Since I cheered for both teams during the basketball game between Heritage and Liberty high schools, my voice was hoarse and my hands were raw from screaming and clapping. There were many fouls and illegal moves; including team Heritage scoring a shot on team Liberty’s goal. But we were all having fun; so it did not matter.
It was many years ago that as the youngest of three children, I wished for a younger sister as a playmate. My dream came true before my 9th birthday when Maripia was born – a special child who enriched my life with innocence and whimsy. She was small and delicate and slept on a really soft bed in our parents’ room. Maripia was very easy to get along with – incapable of anger or hate and holding no grudges.
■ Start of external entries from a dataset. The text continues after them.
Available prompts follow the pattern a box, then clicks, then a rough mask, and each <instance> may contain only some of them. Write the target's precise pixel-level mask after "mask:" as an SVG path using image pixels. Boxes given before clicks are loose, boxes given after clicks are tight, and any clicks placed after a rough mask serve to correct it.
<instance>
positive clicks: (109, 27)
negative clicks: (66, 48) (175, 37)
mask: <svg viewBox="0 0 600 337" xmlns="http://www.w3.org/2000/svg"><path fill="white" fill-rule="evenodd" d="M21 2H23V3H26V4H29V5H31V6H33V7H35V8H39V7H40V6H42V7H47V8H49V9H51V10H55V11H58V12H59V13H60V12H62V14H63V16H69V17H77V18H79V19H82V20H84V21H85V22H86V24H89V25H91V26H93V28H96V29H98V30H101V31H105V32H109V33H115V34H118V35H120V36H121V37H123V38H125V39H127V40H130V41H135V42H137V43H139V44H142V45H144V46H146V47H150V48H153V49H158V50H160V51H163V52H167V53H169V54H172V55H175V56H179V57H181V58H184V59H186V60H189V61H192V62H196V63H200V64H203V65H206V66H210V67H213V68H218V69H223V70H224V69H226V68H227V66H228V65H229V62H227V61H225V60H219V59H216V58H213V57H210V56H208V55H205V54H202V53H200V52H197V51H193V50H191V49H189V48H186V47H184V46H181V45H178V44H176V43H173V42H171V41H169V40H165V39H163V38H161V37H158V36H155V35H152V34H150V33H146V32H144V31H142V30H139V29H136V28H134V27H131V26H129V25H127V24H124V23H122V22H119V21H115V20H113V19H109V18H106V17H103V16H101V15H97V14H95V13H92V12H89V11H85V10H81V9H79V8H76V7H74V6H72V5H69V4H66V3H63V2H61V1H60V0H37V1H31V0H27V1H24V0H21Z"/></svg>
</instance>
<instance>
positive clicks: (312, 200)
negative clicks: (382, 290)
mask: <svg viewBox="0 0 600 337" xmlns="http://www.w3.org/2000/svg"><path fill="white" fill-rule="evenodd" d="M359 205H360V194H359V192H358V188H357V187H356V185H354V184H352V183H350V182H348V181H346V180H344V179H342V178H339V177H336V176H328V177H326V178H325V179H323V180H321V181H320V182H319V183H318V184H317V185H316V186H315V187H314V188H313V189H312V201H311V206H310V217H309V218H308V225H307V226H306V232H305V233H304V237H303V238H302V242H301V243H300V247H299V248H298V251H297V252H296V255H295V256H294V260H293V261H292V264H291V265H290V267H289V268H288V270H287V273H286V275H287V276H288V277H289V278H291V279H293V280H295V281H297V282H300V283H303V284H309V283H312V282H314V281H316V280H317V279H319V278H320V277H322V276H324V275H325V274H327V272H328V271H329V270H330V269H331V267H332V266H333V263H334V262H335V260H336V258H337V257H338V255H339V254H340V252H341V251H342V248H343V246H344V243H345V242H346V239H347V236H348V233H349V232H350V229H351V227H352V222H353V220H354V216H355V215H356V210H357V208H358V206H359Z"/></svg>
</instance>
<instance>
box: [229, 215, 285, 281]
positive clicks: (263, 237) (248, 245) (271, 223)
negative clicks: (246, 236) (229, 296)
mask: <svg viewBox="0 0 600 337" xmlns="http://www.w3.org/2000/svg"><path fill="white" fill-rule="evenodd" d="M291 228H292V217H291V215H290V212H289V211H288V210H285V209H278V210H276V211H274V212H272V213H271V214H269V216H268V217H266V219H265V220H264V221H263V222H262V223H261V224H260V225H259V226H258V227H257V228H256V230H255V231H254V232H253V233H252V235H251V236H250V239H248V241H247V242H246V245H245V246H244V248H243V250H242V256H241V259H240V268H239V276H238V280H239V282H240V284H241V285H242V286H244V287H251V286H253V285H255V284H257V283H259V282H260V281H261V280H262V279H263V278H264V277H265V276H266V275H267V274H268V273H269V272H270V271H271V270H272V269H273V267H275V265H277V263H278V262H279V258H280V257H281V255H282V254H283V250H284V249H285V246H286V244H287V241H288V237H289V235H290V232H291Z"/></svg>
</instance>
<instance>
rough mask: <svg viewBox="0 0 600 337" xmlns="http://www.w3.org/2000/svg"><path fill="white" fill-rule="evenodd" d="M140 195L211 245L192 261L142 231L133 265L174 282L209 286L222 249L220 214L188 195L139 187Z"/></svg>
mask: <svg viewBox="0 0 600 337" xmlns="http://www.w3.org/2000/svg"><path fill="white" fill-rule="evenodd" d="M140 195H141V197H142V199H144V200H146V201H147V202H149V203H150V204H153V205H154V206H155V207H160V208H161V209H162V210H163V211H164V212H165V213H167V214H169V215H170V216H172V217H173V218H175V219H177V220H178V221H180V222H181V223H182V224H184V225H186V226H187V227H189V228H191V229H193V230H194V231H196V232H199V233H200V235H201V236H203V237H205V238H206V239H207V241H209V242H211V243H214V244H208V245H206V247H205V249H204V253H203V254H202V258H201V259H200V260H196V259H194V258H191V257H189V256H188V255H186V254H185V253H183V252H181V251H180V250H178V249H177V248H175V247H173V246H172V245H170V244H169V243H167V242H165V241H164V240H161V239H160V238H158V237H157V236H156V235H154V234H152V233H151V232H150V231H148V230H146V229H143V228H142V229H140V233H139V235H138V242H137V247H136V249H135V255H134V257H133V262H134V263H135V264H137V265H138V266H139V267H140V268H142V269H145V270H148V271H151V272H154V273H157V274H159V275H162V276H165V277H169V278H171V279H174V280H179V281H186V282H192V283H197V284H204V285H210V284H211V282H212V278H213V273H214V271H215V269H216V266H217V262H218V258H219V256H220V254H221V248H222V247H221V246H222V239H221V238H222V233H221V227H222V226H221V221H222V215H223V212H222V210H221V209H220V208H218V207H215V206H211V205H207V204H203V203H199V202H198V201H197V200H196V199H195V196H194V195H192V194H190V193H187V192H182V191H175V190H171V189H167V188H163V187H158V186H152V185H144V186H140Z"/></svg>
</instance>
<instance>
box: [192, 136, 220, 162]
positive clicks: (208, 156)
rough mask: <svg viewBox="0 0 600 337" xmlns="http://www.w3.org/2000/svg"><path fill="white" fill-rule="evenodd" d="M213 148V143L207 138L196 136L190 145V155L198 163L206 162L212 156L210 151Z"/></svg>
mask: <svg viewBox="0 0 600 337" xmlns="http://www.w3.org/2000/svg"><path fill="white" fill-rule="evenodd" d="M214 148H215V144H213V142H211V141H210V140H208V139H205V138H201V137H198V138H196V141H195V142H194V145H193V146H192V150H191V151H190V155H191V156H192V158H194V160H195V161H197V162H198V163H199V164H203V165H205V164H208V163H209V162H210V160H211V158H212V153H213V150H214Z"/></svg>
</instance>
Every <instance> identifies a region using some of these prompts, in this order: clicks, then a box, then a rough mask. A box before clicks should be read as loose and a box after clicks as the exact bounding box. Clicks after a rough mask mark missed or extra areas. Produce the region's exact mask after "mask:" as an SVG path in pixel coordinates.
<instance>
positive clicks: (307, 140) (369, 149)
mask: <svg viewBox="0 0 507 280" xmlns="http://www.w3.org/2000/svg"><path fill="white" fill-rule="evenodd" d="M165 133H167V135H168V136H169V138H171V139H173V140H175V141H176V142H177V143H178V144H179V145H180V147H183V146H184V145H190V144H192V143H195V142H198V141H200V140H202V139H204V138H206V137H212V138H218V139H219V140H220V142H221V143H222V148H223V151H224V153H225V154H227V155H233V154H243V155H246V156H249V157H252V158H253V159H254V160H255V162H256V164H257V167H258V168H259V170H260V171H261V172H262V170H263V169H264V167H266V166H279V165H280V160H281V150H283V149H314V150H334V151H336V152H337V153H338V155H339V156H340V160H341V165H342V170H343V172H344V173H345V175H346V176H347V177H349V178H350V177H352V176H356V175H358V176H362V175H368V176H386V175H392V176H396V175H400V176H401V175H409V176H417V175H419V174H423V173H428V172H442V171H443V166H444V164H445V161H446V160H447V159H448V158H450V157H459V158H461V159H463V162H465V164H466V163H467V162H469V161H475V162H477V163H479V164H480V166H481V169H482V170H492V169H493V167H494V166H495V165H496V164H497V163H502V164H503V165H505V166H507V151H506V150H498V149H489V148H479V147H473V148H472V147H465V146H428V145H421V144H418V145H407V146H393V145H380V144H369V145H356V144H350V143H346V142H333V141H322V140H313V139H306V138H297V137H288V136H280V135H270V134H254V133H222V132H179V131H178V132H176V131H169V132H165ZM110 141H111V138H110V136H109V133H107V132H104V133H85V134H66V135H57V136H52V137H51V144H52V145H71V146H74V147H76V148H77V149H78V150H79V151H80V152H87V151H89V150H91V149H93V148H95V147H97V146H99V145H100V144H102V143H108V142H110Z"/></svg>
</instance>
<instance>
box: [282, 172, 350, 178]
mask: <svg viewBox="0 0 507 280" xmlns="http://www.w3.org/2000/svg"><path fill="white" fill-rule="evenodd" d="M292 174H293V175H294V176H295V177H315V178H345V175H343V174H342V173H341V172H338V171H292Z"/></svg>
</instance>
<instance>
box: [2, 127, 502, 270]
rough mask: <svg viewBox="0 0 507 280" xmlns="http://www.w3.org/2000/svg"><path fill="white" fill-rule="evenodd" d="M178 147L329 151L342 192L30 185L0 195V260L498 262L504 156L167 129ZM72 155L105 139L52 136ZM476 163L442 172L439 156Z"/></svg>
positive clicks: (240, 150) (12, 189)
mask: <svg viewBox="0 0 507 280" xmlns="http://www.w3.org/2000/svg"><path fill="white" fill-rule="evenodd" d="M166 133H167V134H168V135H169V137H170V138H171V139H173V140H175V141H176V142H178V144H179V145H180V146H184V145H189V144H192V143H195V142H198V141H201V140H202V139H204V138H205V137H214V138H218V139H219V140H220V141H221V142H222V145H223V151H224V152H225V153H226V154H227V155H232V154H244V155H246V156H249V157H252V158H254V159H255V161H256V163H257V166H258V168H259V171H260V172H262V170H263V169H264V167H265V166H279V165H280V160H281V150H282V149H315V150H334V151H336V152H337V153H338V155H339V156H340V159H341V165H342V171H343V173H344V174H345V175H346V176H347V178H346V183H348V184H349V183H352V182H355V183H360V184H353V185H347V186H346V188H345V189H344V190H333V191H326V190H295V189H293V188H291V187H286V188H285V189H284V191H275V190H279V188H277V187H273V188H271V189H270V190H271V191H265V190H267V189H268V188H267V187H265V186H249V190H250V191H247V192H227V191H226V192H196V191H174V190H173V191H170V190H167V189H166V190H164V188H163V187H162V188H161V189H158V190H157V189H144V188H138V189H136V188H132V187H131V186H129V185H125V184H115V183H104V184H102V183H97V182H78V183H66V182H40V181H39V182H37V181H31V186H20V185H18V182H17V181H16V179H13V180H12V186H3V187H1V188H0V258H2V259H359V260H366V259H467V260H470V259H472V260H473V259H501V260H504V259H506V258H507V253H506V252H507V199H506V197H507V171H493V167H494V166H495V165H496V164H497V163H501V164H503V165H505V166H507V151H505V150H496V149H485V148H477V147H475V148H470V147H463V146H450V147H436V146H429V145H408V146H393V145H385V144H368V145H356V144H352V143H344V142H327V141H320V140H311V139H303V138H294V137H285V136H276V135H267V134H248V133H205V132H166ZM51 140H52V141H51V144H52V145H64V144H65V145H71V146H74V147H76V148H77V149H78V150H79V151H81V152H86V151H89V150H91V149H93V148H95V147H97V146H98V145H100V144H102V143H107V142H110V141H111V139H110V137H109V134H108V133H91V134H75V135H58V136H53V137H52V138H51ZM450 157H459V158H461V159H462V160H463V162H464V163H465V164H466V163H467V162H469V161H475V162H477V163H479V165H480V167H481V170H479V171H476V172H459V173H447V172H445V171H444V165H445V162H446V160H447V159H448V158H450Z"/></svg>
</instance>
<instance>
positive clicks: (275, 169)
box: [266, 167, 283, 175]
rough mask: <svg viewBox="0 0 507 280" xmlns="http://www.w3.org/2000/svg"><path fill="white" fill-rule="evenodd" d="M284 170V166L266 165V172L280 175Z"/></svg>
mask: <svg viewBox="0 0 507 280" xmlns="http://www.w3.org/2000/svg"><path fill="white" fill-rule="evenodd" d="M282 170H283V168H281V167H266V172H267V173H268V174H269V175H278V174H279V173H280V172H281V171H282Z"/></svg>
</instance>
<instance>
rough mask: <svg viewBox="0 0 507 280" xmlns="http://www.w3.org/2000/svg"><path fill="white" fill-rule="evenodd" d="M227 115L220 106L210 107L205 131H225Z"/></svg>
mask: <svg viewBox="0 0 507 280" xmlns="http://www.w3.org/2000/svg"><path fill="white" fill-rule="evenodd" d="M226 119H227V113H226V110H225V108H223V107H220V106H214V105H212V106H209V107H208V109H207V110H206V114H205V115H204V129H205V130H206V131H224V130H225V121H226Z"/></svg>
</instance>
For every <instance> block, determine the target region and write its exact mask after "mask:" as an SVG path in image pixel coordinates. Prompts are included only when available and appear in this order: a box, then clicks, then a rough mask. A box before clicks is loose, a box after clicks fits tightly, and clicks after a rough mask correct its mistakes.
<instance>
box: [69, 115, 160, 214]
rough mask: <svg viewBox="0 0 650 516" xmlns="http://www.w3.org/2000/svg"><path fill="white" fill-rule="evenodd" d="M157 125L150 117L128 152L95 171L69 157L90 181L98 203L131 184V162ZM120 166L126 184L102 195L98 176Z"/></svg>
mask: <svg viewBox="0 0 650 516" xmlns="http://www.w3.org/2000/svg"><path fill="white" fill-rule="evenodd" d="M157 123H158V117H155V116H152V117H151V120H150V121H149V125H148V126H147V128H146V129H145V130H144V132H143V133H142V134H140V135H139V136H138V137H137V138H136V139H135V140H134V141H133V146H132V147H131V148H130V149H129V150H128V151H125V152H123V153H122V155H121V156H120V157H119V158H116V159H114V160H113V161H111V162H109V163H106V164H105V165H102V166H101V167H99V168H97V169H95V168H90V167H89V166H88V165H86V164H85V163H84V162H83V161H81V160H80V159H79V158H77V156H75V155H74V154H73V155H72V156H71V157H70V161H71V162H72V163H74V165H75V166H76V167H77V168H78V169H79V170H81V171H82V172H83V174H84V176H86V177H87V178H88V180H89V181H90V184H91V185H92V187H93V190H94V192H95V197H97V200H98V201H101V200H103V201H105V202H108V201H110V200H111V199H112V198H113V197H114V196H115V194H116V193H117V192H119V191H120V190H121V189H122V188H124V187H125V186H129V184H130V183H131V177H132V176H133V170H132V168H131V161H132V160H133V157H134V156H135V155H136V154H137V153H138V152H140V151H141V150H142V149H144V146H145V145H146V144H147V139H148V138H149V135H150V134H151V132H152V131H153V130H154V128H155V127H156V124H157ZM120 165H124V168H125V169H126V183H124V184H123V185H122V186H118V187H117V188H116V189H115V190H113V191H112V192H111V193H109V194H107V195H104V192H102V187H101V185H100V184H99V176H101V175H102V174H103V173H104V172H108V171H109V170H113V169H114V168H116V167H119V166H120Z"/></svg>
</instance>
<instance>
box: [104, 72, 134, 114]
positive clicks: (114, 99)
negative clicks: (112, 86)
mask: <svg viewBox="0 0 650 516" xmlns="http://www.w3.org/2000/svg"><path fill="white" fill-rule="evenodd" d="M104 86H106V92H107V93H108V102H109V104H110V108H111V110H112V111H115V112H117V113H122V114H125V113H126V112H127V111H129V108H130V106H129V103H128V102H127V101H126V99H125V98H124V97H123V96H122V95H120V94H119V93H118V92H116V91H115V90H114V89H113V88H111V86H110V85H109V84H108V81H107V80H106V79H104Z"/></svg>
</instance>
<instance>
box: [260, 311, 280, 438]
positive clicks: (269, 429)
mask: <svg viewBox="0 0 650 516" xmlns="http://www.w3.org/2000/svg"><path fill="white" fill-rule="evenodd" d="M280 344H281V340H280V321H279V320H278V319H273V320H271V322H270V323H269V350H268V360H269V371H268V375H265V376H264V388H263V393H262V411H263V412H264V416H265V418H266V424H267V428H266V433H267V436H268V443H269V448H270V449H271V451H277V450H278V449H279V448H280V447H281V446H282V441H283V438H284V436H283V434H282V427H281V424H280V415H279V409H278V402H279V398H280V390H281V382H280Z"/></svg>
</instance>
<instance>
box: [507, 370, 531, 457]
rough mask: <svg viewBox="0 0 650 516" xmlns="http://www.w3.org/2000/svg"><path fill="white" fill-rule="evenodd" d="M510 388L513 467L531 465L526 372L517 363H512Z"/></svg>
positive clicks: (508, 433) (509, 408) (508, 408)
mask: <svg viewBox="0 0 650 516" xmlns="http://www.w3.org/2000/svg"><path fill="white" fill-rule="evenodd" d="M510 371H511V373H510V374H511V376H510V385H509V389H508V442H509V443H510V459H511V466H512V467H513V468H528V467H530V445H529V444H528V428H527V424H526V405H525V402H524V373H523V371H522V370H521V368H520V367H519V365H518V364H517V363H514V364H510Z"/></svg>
We played silly games for hours with toy plates, cups and saucers, chopping hibiscus buds and stirring baby powder in water under a blanket-covered kid-size table that was our pretend house. I relished being Big Sister, pontificating that eating in bed was taboo and other lessons on safety and cleanliness passed on from older siblings.
In 1974, Maripia was scheduled for surgery to close a hole in her heart, a health risk for children with Down’s Syndrome. It was a first in the Philippines although the procedure had many successes elsewhere due to the burst of knowledge and technology from the first heart transplant in 1967 performed by Dr. Christiaan Barnard.
Soon thereafter, Maripia surprised everybody when, for the very first time, she dressed up all by herself. She chose an all-white nightgown and pranced around barefoot. responding to concerns of hygiene with “angels don’t wear shoes.” Nobody realized then that this was the subtle adieu of a beautiful 9-year-old.
On surgery day, my lazy afternoon nap on Maripia’s bed was interrupted by a phone call. I rushed through the conversation with my best friend, eager to resume my sleep. To my astonishment, I was engulfed in cookie crumbs upon slumping back on the poufy cushion covers. Heedless of the esoteric mischief, I blamed the mess on the nearest person around; my sister’s young babysitter, who gave me a puzzled look.
I later learned that my playmate passed away on the operating table. The pain from the loss is the defining sadness of my life; and I suddenly felt too big to fit under our pretend playhouse. The magic made real by a truly special child was gone.